Just as it is impossible to roll America’s sidewalks without narrative incident. There is simply too much happening. I set out for breakfast this very morning, rental checks in hand, this being 1 October…and fully intending to head for Bank of the West. Instead I head for the Cinema of the East, the route to breakfast, which takes me by the local theater where I often encounter one of the local street people…homeless…helpless – what is the proper word? There is a man who has adapted a shopping cart, or at least I think he has adapted it…creating a vehicle with apparent roots in Safeway that rolls on hard rubber tires from a kid’s wagon. He is parked where I always see him, near the local cinema. But the truth is that I never see him, never quite see his face. For he is eternally bending over to fiddle with this, adjust that. And I want to see, and do not want to see, what he looks like, his expression. Instead, all I know is that he is facing downward. He seems to be drawn there, forced there. Still, I can see the tattered and battered outline of his face, although never the eyes. More the frame of the head, the arch of the eyebrows, jut of the chin. And what I see is a man preoccupied with, and lost in, misery. I’m afraid of him, also certain he is harmless. As well as indomitable. He has been on our streets for years. And what is his significance to me? Simply his appearance on my way to an upscale, al fresco cappuccino and breakfast wrap, rent monies in my pocket…and one of our homeless was turning up like a serf in Anna Karenina.

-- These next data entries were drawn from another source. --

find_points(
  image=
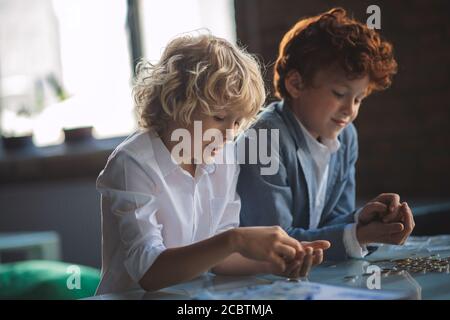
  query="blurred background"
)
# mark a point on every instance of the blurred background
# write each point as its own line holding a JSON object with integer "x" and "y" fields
{"x": 66, "y": 69}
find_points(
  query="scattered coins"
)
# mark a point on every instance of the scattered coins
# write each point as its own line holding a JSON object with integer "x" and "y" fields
{"x": 432, "y": 263}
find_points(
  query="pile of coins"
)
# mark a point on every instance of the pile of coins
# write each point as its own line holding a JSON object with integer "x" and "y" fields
{"x": 421, "y": 264}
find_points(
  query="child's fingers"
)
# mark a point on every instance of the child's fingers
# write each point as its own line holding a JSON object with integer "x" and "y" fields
{"x": 287, "y": 252}
{"x": 278, "y": 263}
{"x": 390, "y": 199}
{"x": 318, "y": 257}
{"x": 291, "y": 269}
{"x": 394, "y": 227}
{"x": 287, "y": 240}
{"x": 307, "y": 262}
{"x": 372, "y": 211}
{"x": 408, "y": 218}
{"x": 318, "y": 244}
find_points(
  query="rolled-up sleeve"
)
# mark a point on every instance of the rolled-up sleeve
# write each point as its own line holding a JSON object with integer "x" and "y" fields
{"x": 129, "y": 196}
{"x": 230, "y": 217}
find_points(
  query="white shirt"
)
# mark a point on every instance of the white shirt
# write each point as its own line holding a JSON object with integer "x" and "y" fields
{"x": 321, "y": 155}
{"x": 149, "y": 204}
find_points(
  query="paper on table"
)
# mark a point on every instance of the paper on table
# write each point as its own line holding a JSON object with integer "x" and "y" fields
{"x": 284, "y": 290}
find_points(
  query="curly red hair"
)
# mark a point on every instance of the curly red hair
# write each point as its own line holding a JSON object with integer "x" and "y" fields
{"x": 329, "y": 38}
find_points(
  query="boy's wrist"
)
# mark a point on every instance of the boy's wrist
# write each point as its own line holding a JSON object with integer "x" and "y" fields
{"x": 361, "y": 234}
{"x": 234, "y": 239}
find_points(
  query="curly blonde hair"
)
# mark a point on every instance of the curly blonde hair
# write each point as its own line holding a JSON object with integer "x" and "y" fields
{"x": 197, "y": 72}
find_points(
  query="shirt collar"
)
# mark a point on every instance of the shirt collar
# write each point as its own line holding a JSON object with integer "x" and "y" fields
{"x": 326, "y": 146}
{"x": 166, "y": 162}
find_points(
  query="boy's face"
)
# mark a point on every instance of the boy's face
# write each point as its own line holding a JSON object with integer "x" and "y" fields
{"x": 216, "y": 130}
{"x": 329, "y": 104}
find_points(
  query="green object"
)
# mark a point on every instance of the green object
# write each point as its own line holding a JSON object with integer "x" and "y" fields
{"x": 43, "y": 279}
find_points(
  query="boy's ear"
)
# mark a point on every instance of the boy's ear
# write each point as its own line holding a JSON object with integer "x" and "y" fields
{"x": 293, "y": 83}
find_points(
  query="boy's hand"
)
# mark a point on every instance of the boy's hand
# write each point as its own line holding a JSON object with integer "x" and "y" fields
{"x": 384, "y": 208}
{"x": 313, "y": 255}
{"x": 387, "y": 232}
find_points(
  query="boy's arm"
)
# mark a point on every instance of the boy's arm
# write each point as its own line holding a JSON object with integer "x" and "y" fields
{"x": 267, "y": 200}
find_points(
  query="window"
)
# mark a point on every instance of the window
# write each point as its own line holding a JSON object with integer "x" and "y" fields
{"x": 66, "y": 64}
{"x": 163, "y": 20}
{"x": 80, "y": 46}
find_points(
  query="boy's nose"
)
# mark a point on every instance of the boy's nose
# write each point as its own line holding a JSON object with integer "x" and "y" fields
{"x": 349, "y": 108}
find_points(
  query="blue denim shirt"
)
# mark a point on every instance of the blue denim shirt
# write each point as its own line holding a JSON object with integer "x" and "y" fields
{"x": 284, "y": 198}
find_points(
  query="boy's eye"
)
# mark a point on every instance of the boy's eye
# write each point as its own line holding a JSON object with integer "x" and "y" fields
{"x": 338, "y": 94}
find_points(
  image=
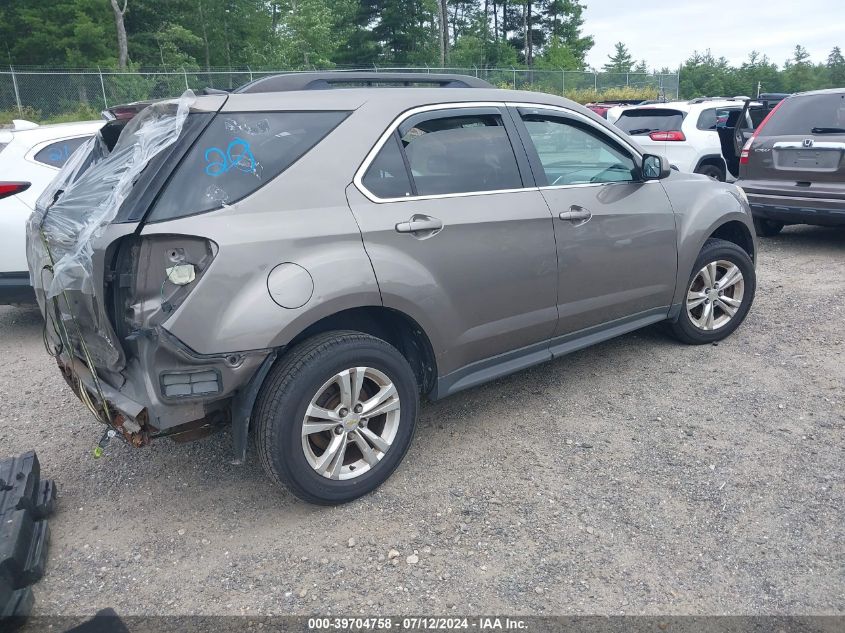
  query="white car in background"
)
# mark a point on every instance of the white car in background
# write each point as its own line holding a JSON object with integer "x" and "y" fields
{"x": 30, "y": 157}
{"x": 686, "y": 132}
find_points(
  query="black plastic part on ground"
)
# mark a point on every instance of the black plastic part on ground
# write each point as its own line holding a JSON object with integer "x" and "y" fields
{"x": 25, "y": 502}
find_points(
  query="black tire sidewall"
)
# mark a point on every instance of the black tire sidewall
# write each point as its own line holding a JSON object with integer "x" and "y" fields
{"x": 706, "y": 170}
{"x": 710, "y": 253}
{"x": 285, "y": 424}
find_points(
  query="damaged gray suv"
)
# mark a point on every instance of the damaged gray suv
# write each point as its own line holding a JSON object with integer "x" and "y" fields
{"x": 310, "y": 254}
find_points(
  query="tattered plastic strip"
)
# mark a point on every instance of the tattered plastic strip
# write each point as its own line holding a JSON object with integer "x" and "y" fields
{"x": 88, "y": 193}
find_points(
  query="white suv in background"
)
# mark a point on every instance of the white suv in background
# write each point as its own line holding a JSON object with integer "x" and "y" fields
{"x": 683, "y": 131}
{"x": 30, "y": 157}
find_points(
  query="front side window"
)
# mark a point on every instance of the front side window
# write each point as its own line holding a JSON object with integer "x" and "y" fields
{"x": 460, "y": 154}
{"x": 713, "y": 118}
{"x": 806, "y": 115}
{"x": 238, "y": 154}
{"x": 573, "y": 154}
{"x": 644, "y": 121}
{"x": 56, "y": 154}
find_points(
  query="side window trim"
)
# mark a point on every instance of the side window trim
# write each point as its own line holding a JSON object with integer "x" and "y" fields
{"x": 447, "y": 110}
{"x": 518, "y": 109}
{"x": 37, "y": 149}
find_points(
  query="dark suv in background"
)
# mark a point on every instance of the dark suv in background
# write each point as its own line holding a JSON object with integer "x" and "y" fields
{"x": 793, "y": 165}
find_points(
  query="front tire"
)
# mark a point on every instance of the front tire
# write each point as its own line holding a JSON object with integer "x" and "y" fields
{"x": 767, "y": 228}
{"x": 719, "y": 294}
{"x": 336, "y": 416}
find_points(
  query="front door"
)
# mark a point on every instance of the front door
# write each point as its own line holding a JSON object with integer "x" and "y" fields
{"x": 615, "y": 234}
{"x": 457, "y": 239}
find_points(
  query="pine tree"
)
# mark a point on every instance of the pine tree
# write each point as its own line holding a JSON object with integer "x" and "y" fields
{"x": 621, "y": 60}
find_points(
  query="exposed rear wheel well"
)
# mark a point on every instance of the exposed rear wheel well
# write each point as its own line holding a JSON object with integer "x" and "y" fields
{"x": 392, "y": 326}
{"x": 737, "y": 233}
{"x": 714, "y": 161}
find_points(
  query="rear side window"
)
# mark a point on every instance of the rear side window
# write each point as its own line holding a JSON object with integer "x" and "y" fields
{"x": 56, "y": 154}
{"x": 387, "y": 176}
{"x": 713, "y": 118}
{"x": 238, "y": 154}
{"x": 460, "y": 154}
{"x": 647, "y": 120}
{"x": 808, "y": 115}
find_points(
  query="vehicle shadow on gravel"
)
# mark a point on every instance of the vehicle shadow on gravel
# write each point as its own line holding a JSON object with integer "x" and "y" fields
{"x": 809, "y": 236}
{"x": 204, "y": 466}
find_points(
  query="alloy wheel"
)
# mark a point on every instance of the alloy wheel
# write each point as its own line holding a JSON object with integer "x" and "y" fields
{"x": 715, "y": 295}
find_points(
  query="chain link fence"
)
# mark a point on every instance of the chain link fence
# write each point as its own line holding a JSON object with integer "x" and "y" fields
{"x": 49, "y": 94}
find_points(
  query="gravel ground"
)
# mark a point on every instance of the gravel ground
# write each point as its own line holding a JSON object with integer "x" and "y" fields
{"x": 639, "y": 476}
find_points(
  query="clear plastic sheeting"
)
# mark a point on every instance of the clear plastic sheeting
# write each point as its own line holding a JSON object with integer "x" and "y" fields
{"x": 88, "y": 193}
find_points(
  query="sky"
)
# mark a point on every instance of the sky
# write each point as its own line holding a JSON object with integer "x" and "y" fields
{"x": 667, "y": 33}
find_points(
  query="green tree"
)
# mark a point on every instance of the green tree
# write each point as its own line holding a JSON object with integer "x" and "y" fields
{"x": 621, "y": 60}
{"x": 836, "y": 68}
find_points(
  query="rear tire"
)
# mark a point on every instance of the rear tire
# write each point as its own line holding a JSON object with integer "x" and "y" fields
{"x": 310, "y": 380}
{"x": 718, "y": 296}
{"x": 767, "y": 228}
{"x": 712, "y": 171}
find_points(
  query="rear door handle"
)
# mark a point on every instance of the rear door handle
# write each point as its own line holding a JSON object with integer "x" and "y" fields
{"x": 419, "y": 224}
{"x": 575, "y": 214}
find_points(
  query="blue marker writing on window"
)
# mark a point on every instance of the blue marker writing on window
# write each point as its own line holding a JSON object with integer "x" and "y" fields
{"x": 59, "y": 153}
{"x": 238, "y": 155}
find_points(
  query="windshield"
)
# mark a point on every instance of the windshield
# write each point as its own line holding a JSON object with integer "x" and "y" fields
{"x": 646, "y": 120}
{"x": 804, "y": 115}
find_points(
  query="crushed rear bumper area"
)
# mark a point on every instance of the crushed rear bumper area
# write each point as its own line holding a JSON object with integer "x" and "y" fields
{"x": 167, "y": 390}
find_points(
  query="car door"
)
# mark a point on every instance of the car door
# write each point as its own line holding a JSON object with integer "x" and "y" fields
{"x": 458, "y": 237}
{"x": 616, "y": 241}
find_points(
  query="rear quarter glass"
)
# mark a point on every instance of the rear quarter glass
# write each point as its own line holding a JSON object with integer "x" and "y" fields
{"x": 238, "y": 154}
{"x": 799, "y": 115}
{"x": 636, "y": 122}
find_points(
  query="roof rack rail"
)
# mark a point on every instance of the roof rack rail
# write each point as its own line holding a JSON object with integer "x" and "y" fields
{"x": 340, "y": 79}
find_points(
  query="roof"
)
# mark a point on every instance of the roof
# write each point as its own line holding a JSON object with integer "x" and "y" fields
{"x": 403, "y": 98}
{"x": 688, "y": 106}
{"x": 825, "y": 91}
{"x": 287, "y": 82}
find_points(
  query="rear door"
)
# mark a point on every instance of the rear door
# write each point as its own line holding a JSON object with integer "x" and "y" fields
{"x": 617, "y": 253}
{"x": 801, "y": 147}
{"x": 464, "y": 244}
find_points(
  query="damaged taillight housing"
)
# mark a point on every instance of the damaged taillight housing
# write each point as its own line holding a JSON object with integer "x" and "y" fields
{"x": 152, "y": 276}
{"x": 237, "y": 154}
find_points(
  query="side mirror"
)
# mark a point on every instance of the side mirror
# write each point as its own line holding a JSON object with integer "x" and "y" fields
{"x": 655, "y": 167}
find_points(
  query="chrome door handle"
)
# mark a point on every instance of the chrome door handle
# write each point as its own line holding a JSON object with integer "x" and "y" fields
{"x": 575, "y": 214}
{"x": 419, "y": 224}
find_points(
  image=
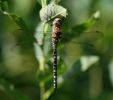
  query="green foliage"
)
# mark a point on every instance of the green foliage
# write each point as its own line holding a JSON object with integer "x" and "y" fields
{"x": 81, "y": 64}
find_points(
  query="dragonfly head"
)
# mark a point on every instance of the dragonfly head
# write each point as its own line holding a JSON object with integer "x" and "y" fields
{"x": 57, "y": 22}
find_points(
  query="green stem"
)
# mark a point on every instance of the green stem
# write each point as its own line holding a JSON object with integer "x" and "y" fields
{"x": 44, "y": 2}
{"x": 42, "y": 90}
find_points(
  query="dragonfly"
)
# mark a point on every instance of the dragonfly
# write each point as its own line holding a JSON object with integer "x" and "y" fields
{"x": 59, "y": 40}
{"x": 57, "y": 37}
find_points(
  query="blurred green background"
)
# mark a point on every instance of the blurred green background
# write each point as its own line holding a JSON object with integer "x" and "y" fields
{"x": 85, "y": 72}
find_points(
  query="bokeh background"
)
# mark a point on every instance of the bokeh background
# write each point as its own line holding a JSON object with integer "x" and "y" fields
{"x": 85, "y": 72}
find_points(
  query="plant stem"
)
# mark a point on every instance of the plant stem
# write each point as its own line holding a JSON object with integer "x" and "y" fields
{"x": 44, "y": 2}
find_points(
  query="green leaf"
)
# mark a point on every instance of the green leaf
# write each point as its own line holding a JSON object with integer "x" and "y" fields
{"x": 10, "y": 90}
{"x": 88, "y": 61}
{"x": 3, "y": 6}
{"x": 40, "y": 56}
{"x": 52, "y": 11}
{"x": 39, "y": 34}
{"x": 19, "y": 21}
{"x": 78, "y": 30}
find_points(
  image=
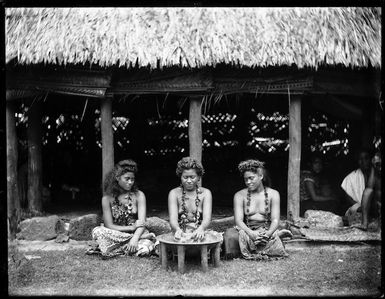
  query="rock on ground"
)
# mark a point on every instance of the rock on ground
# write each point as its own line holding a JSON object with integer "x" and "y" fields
{"x": 157, "y": 225}
{"x": 80, "y": 228}
{"x": 40, "y": 228}
{"x": 318, "y": 218}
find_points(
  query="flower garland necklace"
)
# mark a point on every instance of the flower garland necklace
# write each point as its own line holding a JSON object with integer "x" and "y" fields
{"x": 129, "y": 205}
{"x": 184, "y": 219}
{"x": 267, "y": 214}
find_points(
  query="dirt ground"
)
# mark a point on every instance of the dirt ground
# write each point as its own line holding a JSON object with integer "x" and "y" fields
{"x": 312, "y": 269}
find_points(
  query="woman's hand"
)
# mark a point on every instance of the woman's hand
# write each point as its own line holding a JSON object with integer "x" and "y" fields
{"x": 138, "y": 223}
{"x": 178, "y": 234}
{"x": 259, "y": 236}
{"x": 132, "y": 245}
{"x": 199, "y": 234}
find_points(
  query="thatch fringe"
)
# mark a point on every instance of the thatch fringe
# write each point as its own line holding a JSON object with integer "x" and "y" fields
{"x": 195, "y": 37}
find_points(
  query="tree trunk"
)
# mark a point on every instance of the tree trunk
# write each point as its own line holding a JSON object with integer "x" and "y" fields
{"x": 293, "y": 181}
{"x": 107, "y": 136}
{"x": 35, "y": 173}
{"x": 13, "y": 200}
{"x": 195, "y": 129}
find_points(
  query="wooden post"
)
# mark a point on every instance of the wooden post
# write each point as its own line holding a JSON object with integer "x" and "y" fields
{"x": 293, "y": 180}
{"x": 13, "y": 200}
{"x": 204, "y": 260}
{"x": 195, "y": 128}
{"x": 181, "y": 258}
{"x": 107, "y": 136}
{"x": 368, "y": 124}
{"x": 35, "y": 168}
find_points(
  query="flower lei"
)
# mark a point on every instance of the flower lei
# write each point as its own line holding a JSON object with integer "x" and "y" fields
{"x": 266, "y": 207}
{"x": 124, "y": 214}
{"x": 183, "y": 217}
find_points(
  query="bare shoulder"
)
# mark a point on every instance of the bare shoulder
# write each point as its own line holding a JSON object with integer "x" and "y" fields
{"x": 107, "y": 199}
{"x": 174, "y": 192}
{"x": 205, "y": 191}
{"x": 140, "y": 195}
{"x": 272, "y": 192}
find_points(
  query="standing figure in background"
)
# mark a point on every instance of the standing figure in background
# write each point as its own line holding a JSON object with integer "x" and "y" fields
{"x": 355, "y": 182}
{"x": 372, "y": 192}
{"x": 316, "y": 192}
{"x": 124, "y": 215}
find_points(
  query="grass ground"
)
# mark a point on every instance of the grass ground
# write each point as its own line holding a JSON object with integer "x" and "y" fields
{"x": 326, "y": 270}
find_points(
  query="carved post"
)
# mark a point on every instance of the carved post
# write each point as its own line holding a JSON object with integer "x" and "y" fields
{"x": 35, "y": 167}
{"x": 107, "y": 136}
{"x": 13, "y": 200}
{"x": 293, "y": 180}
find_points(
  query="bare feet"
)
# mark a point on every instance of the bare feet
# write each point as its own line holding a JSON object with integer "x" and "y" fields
{"x": 361, "y": 226}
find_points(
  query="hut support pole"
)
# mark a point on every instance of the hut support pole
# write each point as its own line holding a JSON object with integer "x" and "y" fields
{"x": 293, "y": 179}
{"x": 35, "y": 167}
{"x": 13, "y": 200}
{"x": 195, "y": 129}
{"x": 107, "y": 136}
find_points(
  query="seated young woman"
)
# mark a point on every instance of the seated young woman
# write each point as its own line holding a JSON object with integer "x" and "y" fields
{"x": 256, "y": 215}
{"x": 124, "y": 215}
{"x": 190, "y": 205}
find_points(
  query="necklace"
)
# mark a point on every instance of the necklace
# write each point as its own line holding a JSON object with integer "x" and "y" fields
{"x": 183, "y": 217}
{"x": 267, "y": 214}
{"x": 129, "y": 205}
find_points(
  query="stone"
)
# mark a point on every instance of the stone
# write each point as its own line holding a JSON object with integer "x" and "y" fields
{"x": 317, "y": 218}
{"x": 40, "y": 228}
{"x": 62, "y": 238}
{"x": 157, "y": 225}
{"x": 354, "y": 218}
{"x": 80, "y": 228}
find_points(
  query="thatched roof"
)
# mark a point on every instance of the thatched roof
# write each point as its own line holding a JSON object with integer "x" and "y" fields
{"x": 195, "y": 37}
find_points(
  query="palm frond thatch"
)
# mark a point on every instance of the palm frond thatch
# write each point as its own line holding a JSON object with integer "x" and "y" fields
{"x": 195, "y": 37}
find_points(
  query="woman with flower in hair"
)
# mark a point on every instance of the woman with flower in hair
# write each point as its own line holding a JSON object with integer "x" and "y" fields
{"x": 256, "y": 215}
{"x": 124, "y": 215}
{"x": 190, "y": 205}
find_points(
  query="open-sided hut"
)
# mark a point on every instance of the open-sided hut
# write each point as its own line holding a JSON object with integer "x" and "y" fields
{"x": 199, "y": 53}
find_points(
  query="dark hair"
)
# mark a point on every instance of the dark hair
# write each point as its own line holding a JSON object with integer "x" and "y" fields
{"x": 361, "y": 150}
{"x": 111, "y": 186}
{"x": 255, "y": 166}
{"x": 189, "y": 163}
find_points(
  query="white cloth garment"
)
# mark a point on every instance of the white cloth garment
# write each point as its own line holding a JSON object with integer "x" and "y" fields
{"x": 354, "y": 185}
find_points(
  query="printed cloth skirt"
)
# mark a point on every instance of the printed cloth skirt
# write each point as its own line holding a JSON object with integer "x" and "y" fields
{"x": 111, "y": 242}
{"x": 237, "y": 240}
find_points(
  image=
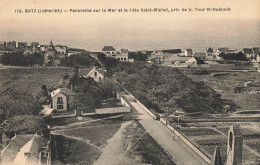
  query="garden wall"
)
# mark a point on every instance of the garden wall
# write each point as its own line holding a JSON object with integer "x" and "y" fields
{"x": 182, "y": 137}
{"x": 114, "y": 110}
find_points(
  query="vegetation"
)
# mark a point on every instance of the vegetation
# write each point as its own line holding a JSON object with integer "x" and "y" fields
{"x": 22, "y": 92}
{"x": 79, "y": 60}
{"x": 138, "y": 56}
{"x": 165, "y": 89}
{"x": 18, "y": 59}
{"x": 234, "y": 56}
{"x": 24, "y": 124}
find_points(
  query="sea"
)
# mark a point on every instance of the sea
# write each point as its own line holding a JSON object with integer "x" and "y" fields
{"x": 143, "y": 33}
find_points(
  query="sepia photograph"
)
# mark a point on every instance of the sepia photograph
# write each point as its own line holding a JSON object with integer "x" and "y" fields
{"x": 130, "y": 82}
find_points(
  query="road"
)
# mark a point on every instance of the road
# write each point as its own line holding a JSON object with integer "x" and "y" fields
{"x": 177, "y": 149}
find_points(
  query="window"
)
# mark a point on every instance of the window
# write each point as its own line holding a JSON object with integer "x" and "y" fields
{"x": 60, "y": 106}
{"x": 59, "y": 99}
{"x": 230, "y": 140}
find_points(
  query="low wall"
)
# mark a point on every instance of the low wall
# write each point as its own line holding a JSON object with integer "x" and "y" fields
{"x": 188, "y": 143}
{"x": 147, "y": 110}
{"x": 112, "y": 110}
{"x": 183, "y": 138}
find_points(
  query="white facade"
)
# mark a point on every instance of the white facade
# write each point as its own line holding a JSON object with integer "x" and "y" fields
{"x": 95, "y": 74}
{"x": 59, "y": 102}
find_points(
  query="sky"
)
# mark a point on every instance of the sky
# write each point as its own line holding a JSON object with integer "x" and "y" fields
{"x": 94, "y": 30}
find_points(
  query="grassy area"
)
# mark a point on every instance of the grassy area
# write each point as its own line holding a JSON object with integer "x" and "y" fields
{"x": 111, "y": 103}
{"x": 207, "y": 139}
{"x": 71, "y": 151}
{"x": 225, "y": 85}
{"x": 138, "y": 143}
{"x": 20, "y": 89}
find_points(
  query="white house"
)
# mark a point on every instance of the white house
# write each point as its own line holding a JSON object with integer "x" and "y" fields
{"x": 188, "y": 52}
{"x": 180, "y": 61}
{"x": 123, "y": 55}
{"x": 97, "y": 74}
{"x": 62, "y": 99}
{"x": 26, "y": 149}
{"x": 109, "y": 51}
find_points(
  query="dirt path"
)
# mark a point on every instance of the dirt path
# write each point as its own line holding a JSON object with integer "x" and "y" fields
{"x": 113, "y": 153}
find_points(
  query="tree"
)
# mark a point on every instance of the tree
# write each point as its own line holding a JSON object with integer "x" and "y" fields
{"x": 108, "y": 88}
{"x": 24, "y": 124}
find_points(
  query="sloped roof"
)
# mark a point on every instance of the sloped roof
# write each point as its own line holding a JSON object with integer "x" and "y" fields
{"x": 216, "y": 158}
{"x": 236, "y": 130}
{"x": 173, "y": 51}
{"x": 178, "y": 58}
{"x": 248, "y": 51}
{"x": 85, "y": 71}
{"x": 88, "y": 71}
{"x": 223, "y": 49}
{"x": 189, "y": 51}
{"x": 108, "y": 48}
{"x": 209, "y": 49}
{"x": 124, "y": 50}
{"x": 65, "y": 91}
{"x": 14, "y": 153}
{"x": 256, "y": 50}
{"x": 199, "y": 54}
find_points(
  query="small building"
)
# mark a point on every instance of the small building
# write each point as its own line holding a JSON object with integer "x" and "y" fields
{"x": 200, "y": 55}
{"x": 2, "y": 45}
{"x": 11, "y": 45}
{"x": 22, "y": 45}
{"x": 97, "y": 74}
{"x": 222, "y": 50}
{"x": 179, "y": 61}
{"x": 29, "y": 50}
{"x": 29, "y": 149}
{"x": 109, "y": 51}
{"x": 248, "y": 52}
{"x": 62, "y": 99}
{"x": 188, "y": 52}
{"x": 61, "y": 49}
{"x": 123, "y": 55}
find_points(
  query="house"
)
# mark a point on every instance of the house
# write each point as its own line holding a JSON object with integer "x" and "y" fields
{"x": 248, "y": 52}
{"x": 109, "y": 51}
{"x": 52, "y": 56}
{"x": 188, "y": 52}
{"x": 257, "y": 53}
{"x": 180, "y": 61}
{"x": 172, "y": 51}
{"x": 27, "y": 149}
{"x": 97, "y": 74}
{"x": 222, "y": 50}
{"x": 22, "y": 45}
{"x": 62, "y": 99}
{"x": 200, "y": 55}
{"x": 123, "y": 55}
{"x": 11, "y": 45}
{"x": 157, "y": 56}
{"x": 61, "y": 49}
{"x": 29, "y": 50}
{"x": 2, "y": 45}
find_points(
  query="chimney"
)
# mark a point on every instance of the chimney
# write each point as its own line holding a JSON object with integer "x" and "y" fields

I do change course, if only in the slightest way, making for the bank, instead of the breakfast. Why is this? Somehow, I am afraid that I will lose these checks in the normal course of breakfast events. That, or get robbed. Either way, worries about my newfound wealth being taken away. Perhaps by the homeless person, a.k.a., madman. Who perseveres, he does, this man living by the cinema. He is not clean, he is frighteningly adrift, and he is trying, this is something I deeply believe. He is tending to his stuff, focusing on what he knows, and I am heading for the bank.
Where the wages of tellers has dropped in recent years, according to Inequality for All, the new film about Robert Reich. And having just seen this documentary last night, even my bank deposit makes me nervous this morning.
As for portentous serfs…well, there are serfs and then there are serfs.
Anyone in a wheelchair is either a serf, or assumed to be a serf. That is my contention.
A theorem that emerged just as fast as a brand-new red BMW sports sedan can burst from the Whole Foods parking lot. Which turns out to be pretty fast. I was rolling up 24th St. in San Francisco’s Noe Valley neighborhood where I almost collided, that is to say was nearly run over, by a woman driving this very car. She smiled crisply and observed that I was going faster than pedestrians. Let us reset the scene. I am on the sidewalk. Me on the footpath. She is driving out of the parking area. What do you say when you nearly hit someone in a wheelchair? Sorry is one option. Didn’t see you, being another.
And what do you say, the man in the wheelchair, after nearly being hit? Well, in this case, nothing. Honestly, the situation spoke for itself. Or it should have. Certainly, I was not going to argue. Twenty-four Street is full of excessively healthy Californians jogging their way to cardiovascular excellence along, you guessed it, the sidewalk. More to the point, wheelchairs are low and not so easy to see. I stared at her. Finally, she said sorry and urged me on. No, I insisted, you go first. Irony being lost on my American brethren, but it was all I could think to do. Did she have a point? Was there anything for us to discuss? Sure. The general topic of how do we look out for each other.